A sustained rise in domestic airfares has left regular travellers and aspiring flyers struggling to keep up, even as India’s airport network and route connectivity have expanded rapidly under schemes such as UDAN. Industry studies and traveller accounts show fares climbing by roughly 40–50 per cent on many routes since 2019, driven by higher aviation turbine fuel (ATF) costs, shrinking competition, taxes and airlines’ efforts to recover pandemic losses.
Passengers such as Salman Shahid, who frequently travels between Srinagar and New Delhi for work, say previously affordable tickets have become prohibitively expensive. Where a one-way fare once cost around ₹3,300 before the pandemic, equivalent journeys now routinely exceed ₹5,000. For many, air travel that was once an occasional convenience is slipping out of reach.
Rising fuel and operating costs push fares higher
A major factor behind the price increases is ATF. Prices of jet fuel in major Indian cities have climbed steeply since 2019, with a reported rise of around 38 per cent in key markets. ATF now commands a much larger share of airline costs, and unlike in a few global hubs, Indian consumers bear high statutory levies on fuel. Industry bodies estimate that taxes, cesses and levies on aviation make India one of the most expensive markets in Asia for ATF, adding substantially to ticket prices.
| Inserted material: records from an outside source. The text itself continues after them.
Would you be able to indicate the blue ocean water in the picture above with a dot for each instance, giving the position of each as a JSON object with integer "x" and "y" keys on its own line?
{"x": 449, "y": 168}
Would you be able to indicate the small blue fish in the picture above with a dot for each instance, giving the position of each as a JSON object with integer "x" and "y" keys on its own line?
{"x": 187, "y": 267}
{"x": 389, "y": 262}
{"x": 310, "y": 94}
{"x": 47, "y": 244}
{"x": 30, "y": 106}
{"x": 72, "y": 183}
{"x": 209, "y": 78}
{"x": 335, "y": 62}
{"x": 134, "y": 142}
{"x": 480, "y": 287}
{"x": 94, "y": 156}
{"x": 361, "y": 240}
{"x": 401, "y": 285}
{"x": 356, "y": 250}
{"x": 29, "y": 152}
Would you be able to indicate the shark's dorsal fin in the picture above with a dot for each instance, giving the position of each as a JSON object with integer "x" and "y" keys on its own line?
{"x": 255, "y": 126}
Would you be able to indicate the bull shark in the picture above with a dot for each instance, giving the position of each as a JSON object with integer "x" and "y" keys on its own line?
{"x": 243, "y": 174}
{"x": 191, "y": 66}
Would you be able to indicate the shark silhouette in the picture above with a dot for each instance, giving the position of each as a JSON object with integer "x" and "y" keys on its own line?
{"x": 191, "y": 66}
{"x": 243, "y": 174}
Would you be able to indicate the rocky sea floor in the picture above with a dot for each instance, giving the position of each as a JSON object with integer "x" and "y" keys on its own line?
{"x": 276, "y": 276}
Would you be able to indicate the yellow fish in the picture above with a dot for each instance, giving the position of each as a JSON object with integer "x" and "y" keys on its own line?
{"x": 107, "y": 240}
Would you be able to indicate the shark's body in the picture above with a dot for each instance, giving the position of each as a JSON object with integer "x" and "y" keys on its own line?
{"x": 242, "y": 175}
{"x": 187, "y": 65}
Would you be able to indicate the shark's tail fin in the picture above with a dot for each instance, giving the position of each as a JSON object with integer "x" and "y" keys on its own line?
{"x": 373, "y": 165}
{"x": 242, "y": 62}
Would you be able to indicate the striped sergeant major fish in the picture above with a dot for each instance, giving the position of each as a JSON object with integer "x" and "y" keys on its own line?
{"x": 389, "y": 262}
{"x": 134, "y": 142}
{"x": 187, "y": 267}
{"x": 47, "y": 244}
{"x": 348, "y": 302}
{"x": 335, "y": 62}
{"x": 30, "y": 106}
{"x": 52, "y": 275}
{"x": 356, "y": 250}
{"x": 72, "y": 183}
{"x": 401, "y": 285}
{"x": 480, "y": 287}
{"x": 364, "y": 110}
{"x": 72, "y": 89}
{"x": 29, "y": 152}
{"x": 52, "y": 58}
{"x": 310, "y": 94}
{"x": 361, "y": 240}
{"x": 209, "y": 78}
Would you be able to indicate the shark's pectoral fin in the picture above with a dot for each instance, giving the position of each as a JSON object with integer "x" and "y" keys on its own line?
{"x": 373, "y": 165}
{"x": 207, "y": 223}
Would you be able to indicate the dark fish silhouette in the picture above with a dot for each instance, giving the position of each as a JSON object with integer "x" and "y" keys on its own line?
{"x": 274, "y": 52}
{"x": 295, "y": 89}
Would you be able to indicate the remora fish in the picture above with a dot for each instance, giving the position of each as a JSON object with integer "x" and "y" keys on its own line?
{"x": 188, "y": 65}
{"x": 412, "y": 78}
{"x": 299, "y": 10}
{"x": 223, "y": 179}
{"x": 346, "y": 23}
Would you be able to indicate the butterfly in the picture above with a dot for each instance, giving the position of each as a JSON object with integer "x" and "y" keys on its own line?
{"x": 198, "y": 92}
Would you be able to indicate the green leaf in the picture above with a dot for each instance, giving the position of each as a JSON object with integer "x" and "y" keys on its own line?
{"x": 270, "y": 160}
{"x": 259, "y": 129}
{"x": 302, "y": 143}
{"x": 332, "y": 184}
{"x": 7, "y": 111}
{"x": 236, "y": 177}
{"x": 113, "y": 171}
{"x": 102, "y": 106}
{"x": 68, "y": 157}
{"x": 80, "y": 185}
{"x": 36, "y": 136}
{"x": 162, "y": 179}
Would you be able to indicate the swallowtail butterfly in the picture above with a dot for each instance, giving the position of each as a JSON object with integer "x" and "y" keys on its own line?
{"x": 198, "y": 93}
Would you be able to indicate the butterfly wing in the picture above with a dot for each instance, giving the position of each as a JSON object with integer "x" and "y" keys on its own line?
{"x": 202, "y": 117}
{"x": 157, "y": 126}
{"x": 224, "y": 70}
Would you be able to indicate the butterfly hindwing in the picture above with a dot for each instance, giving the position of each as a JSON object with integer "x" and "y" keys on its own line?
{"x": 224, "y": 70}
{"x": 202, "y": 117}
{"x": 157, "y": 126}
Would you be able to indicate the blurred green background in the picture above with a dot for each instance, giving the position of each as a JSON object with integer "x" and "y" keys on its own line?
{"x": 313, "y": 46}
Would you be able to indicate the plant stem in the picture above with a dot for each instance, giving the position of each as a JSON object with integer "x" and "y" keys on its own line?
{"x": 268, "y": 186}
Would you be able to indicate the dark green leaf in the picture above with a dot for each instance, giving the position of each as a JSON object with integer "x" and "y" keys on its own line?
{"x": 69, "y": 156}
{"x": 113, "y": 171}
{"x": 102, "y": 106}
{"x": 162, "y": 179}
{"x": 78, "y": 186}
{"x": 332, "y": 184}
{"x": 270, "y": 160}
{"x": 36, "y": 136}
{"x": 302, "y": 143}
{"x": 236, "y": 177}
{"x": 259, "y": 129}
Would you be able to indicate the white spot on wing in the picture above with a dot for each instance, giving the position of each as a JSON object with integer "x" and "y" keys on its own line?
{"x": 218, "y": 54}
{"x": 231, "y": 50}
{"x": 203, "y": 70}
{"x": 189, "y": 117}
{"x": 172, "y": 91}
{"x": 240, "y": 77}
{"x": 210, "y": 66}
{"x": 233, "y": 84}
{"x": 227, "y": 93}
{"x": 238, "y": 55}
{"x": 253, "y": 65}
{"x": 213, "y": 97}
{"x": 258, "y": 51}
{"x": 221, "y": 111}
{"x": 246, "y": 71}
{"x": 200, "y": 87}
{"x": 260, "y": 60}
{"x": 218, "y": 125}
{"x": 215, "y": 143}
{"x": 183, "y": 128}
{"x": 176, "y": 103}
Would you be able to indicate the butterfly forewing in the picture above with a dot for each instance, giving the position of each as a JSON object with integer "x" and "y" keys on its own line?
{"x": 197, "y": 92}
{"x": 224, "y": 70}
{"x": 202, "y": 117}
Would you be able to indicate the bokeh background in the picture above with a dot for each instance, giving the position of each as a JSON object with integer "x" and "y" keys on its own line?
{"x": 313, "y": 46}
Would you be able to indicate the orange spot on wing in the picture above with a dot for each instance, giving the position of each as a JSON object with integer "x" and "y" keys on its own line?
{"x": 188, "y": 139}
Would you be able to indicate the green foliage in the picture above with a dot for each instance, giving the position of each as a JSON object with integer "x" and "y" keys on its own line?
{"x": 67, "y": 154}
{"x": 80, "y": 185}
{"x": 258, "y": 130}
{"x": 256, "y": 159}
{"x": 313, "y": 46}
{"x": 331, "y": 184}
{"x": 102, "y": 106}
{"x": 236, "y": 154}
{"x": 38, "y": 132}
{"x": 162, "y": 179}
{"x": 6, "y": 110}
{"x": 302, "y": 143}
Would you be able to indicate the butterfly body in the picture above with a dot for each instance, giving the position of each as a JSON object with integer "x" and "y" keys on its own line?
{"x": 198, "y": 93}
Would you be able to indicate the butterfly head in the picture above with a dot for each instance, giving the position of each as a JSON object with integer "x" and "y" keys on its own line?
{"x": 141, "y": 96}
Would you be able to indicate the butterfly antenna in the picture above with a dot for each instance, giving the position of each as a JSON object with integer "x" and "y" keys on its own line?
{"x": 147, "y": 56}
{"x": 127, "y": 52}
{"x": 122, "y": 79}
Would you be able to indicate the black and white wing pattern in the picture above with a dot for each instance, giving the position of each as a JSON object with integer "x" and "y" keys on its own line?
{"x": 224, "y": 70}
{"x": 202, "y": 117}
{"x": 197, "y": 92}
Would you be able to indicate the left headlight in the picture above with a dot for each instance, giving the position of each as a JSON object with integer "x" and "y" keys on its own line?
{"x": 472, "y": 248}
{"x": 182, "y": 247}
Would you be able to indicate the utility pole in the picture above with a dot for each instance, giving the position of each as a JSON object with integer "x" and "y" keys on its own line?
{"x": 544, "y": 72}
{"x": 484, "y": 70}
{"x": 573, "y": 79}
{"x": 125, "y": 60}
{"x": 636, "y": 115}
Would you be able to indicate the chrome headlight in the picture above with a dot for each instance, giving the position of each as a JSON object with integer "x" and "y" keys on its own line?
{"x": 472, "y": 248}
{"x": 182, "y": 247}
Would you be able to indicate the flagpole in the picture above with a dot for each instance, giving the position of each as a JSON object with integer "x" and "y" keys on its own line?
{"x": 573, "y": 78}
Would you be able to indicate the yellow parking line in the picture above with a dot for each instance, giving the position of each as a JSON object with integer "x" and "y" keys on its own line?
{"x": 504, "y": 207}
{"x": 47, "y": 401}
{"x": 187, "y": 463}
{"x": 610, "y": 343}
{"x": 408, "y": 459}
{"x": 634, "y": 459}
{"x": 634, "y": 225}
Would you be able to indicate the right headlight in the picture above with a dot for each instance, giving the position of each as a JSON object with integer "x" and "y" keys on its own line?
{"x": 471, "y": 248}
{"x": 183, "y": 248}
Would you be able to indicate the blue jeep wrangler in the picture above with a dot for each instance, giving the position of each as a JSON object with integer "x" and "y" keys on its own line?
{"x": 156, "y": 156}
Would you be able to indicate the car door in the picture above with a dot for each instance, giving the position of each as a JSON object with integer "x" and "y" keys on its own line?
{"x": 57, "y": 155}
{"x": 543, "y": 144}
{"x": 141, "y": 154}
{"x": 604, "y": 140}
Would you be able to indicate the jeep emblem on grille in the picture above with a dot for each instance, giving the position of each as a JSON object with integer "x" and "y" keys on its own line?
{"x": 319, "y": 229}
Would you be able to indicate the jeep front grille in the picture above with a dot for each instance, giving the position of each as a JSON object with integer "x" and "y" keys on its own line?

Airlines have also been recovering losses incurred during the pandemic. Fleet restructuring, increased borrowing costs, and maintenance or leasing disruptions have raised per-seat costs for carriers. In some cases, reduced on-time performance and aircraft groundings have further constrained capacity, tightening supply and enabling higher fares on busy routes.
Market consolidation and weaker competition
Competition in the domestic market has weakened following the exit or severe downsizing of several carriers. The collapse of Go First and earlier retrenchment of Jet Airways, along with prolonged troubles at carriers such as SpiceJet, have reduced seat supply and concentrated market share. The consolidation of Tata Group carriers—Air India, Vistara (merged) and AirAsia India—together with IndiGo’s dominant position, means two players now control a large share of domestic traffic. Analysts warn such concentration can diminish price competition and facilitate fare hikes during peak demand or disruptions.
Taxation and surcharges compound the burden
Beyond fuel and market dynamics, passengers face a patchwork of fees that cumulatively raise ticket costs. Airport development fees, passenger service charges, aviation security and terminal fees, plus state-level VAT on ATF in many jurisdictions, add to the headline fare. Industry groups and trade bodies have repeatedly flagged the complexity and scale of aviation taxes in India, arguing they weaken affordability and competitiveness.
Demand patterns mask distributional exclusion
Aggregate passenger numbers have recovered and even exceeded pre-pandemic levels, supported by more routes and growth in leisure and business travel among higher-income groups. Yet observers caution this masks growing exclusion: price rises have reduced access for lower and lower-middle income segments—the very cohort UDAN was intended to open up to flying. Airports Council International data indicate India recorded a substantial rise in average domestic fares in the first half of 2024 versus 2019, reflecting both stronger demand and constrained supply on some routes.
Calls for policy and regulatory responses
Aviation stakeholders and consumer advocates are urging a combination of measures to restore affordability. Proposed steps include reducing or rationalising fuel-related taxes, encouraging fresh market entry to boost competition, and restoring a public stake or regulatory levers to curb extreme price spikes during crises. There are also calls for targeted subsidies or concessions for students and economically vulnerable travellers, and for more transparent fare disclosure by carriers.
Meanwhile, regulators have at times intervened during crisis episodes to nudge down fares or ask carriers to justify extreme price increases, but sustained solutions will require structural adjustments. Experts argue that a balance must be struck between ensuring airlines’ financial viability and preserving air travel as an accessible mode of transport for a broad cross-section of citizens.
What travellers can expect in the near term
Industry forecasts suggest fares may remain elevated through the winter peak and into early 2026, with some moderation possible by January as fuel costs stabilise and seasonal demand eases. Analysts also expect incremental capacity additions as grounded aircraft return and new leasing arrangements take effect. However, unless taxes are addressed and competition strengthened, many observers say air travel will continue to skew towards time-sensitive, higher-income travellers rather than becoming a mass transport option.
For frequent flyers like Salman Shahid, the net effect is pragmatic: fewer trips, altered schedules and tighter budgets. For policymakers, the challenge is clear — translate expanded connectivity into genuinely affordable access, so that the original promise of schemes such as UDAN reaches the broader population the policy once envisioned.